Add the Bifrost MCP server to your AI tool’s configuration. For Claude Desktop, add to your config file:

{
"mcpServers": {
"bifrost": {
"type": "http",
"url": "https://your-instance.gobifrost.com/mcp"
}
}
}

You can also enable MCP from within Bifrost at Settings > Platform > MCP Server.

Your AI tool automatically discovers all available tools:

  • Discovery: list_workflows, list_integrations, list_forms, list_apps
  • Documentation: get_workflow_schema, get_sdk_schema, get_form_schema, get_app_schema
  • Creation: register_workflow, create_form, create_app
  • Editing: search_content, patch_content, replace_content
  • Execution: execute_workflow, list_executions, get_execution
  • Events: create_event_source, create_event_subscription
  • Admin: list_organizations, list_tables, search_knowledge

Copy this into your AI tool’s system instructions for best results:

You help build automations on the Bifrost platform using MCP tools.
**Before writing any workflow that uses an integration, run `list_integrations` first.** If the integration isn't configured, guide the user to Settings > Integrations to set it up. Do not write untestable code.
**Before creating any resource, clarify scope:**
1. Which organization? (use `list_organizations` to show options)
2. Global or org-specific?
**Development flow:**
1. Read docs: `get_workflow_schema`, `get_sdk_schema`
2. Check integrations: `list_integrations`
3. Write workflow file via file tools (`replace_content`)
4. Register: `register_workflow` (validates and registers)
5. Test: `execute_workflow`
6. Check logs: `get_execution`
7. Iterate: `patch_content` for edits
**Code standards:**
- async/await for all functions
- Type hints on all parameters
- `logging.getLogger(__name__)` for logs
- Return dicts or Pydantic models
**Forms** are created via `create_form`, not as files.
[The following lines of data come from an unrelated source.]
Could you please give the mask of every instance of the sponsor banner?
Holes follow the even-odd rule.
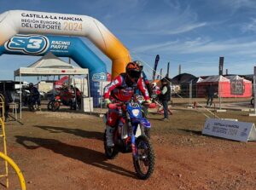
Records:
[[[4,43],[6,51],[26,55],[44,55],[47,51],[70,55],[75,38],[42,35],[16,35]]]
[[[17,51],[27,55],[40,55],[47,51],[49,39],[41,35],[17,35],[4,43],[9,51]]]
[[[92,81],[106,81],[107,75],[105,72],[95,73],[92,75]]]
[[[239,141],[256,141],[253,123],[207,118],[202,134]]]
[[[244,93],[243,80],[231,80],[230,88],[231,95],[242,95]]]
[[[224,57],[219,57],[218,75],[223,75]]]

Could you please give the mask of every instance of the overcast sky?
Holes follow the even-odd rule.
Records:
[[[171,77],[218,73],[251,74],[256,66],[256,1],[254,0],[0,0],[0,12],[26,9],[84,14],[102,22],[130,50],[134,60],[160,68],[171,62]],[[90,42],[84,43],[106,62],[111,61]],[[0,79],[39,57],[0,56]],[[146,66],[146,72],[151,71]]]

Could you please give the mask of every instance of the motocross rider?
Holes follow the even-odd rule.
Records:
[[[107,106],[111,101],[129,101],[133,96],[135,89],[138,89],[144,96],[148,103],[151,103],[148,92],[145,87],[144,82],[141,78],[142,69],[137,62],[129,62],[125,67],[125,73],[121,73],[116,77],[104,89],[104,99]],[[119,122],[119,113],[109,109],[108,112],[108,119],[106,124],[107,146],[113,147],[113,137],[114,127]]]

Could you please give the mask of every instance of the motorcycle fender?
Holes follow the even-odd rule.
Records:
[[[144,128],[150,128],[150,127],[151,127],[150,122],[148,121],[148,119],[146,119],[146,118],[142,118],[142,120],[141,120],[141,124],[142,124]]]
Create the workflow first, verify with `list_workflows`, then create the form linked to the workflow ID.
**Apps** are built granularly: `create_app` > edit files with `replace_content` > preview > `publish_app` only when the user asks.

Use Claude Code + /bifrost:build if you want the best experience - it handles mode switching, validation, and testing automatically.

Use Local SDK if you prefer a different AI tool or want full control over your git workflow.

Use MCP if you don’t want a local dev environment, or for quick one-off edits and form/app creation.

All three approaches can be combined. A common pattern is developing workflows locally with the SDK, then using MCP tools to create forms and apps that reference those workflows.